I'll send the ad to the FL GR Rescues, hopefully they will contact the owner and will be able to get this girl into Rescue.

ETA-Info sent


----------



## GoldenMum (Mar 15, 2010)

Wow, just wow......don't know how people think this is okay?!?


----------



## CAROLINA MOM (May 12, 2009)

It's hard to say what the circumstances are. 

When I was helping CFGRR with Intake when they were operating, we had two Sr. Girls come into Rescue, her owner went into a Nursing home. Family members wouldn't/couldn't take them, no idea really what the reason was. 

I also helped a lady who was terminally ill get her three shelties into a Rescue. Apparently she didn't have any family members that would take them. 

If something happened to a family member or a very close friend of mine and they couldn't care for their animals, I would take their animals in or find very good homes for them if I couldn't care for all of them.


----------



## GoldinPNW (Jun 23, 2015)

OMG your link did not work for me but brought me to 100's of past adds for free golden retrievers... who knew.

Thanks for getting these out there and trying to help.


----------



## Prism Goldens (May 27, 2011)

It is still working for me, but like you, I have seen many today... amazing.


----------



## CAROLINA MOM (May 12, 2009)

I got a reply from ECGRR, they have contacted the owner. 

ECGRR is the GR Rescue that serves the Panhandle area where this girl is located. 
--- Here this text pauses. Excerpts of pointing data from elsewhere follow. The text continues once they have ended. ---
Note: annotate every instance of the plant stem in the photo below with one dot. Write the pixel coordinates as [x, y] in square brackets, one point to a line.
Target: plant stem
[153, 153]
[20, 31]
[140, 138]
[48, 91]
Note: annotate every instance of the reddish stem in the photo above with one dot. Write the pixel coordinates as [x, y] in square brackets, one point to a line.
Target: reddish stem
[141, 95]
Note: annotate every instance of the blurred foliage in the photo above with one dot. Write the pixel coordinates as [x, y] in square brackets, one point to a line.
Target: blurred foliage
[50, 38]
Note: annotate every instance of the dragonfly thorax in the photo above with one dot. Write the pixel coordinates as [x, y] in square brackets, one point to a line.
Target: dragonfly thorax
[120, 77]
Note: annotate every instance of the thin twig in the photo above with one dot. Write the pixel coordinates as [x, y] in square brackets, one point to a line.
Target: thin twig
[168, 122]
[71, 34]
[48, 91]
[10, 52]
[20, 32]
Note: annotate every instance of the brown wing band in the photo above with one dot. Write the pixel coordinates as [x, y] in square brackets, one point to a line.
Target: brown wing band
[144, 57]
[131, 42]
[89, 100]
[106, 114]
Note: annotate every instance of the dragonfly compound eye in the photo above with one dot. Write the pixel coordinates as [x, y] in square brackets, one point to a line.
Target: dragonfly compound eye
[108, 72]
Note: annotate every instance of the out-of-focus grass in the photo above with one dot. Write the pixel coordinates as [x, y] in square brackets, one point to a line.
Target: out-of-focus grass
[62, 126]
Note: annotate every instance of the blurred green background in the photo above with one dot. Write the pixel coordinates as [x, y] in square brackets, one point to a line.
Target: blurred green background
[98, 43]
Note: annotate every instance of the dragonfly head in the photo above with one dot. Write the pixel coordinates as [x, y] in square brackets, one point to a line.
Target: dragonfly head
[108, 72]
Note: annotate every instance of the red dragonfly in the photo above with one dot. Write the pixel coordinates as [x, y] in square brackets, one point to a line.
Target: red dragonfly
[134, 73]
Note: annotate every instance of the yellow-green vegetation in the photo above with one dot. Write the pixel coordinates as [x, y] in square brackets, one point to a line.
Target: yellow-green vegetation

I don't know if I'll get any updates or not though.


----------



## Karen519 (Aug 21, 2006)

*Carolina Mom*



CAROLINA MOM said:


> I got a reply from ECGRR, they have contacted the owner.
> 
> ECGRR is the GR Rescue that serves the Panhandle area where this girl is located.
> 
> I don't know if I'll get any updates or not though.


Carolina Mom: Thank you so much for contacting the rescue-hopefully they can save her!!


----------



## Prism Goldens (May 27, 2011)

yes, thank you!!!


----------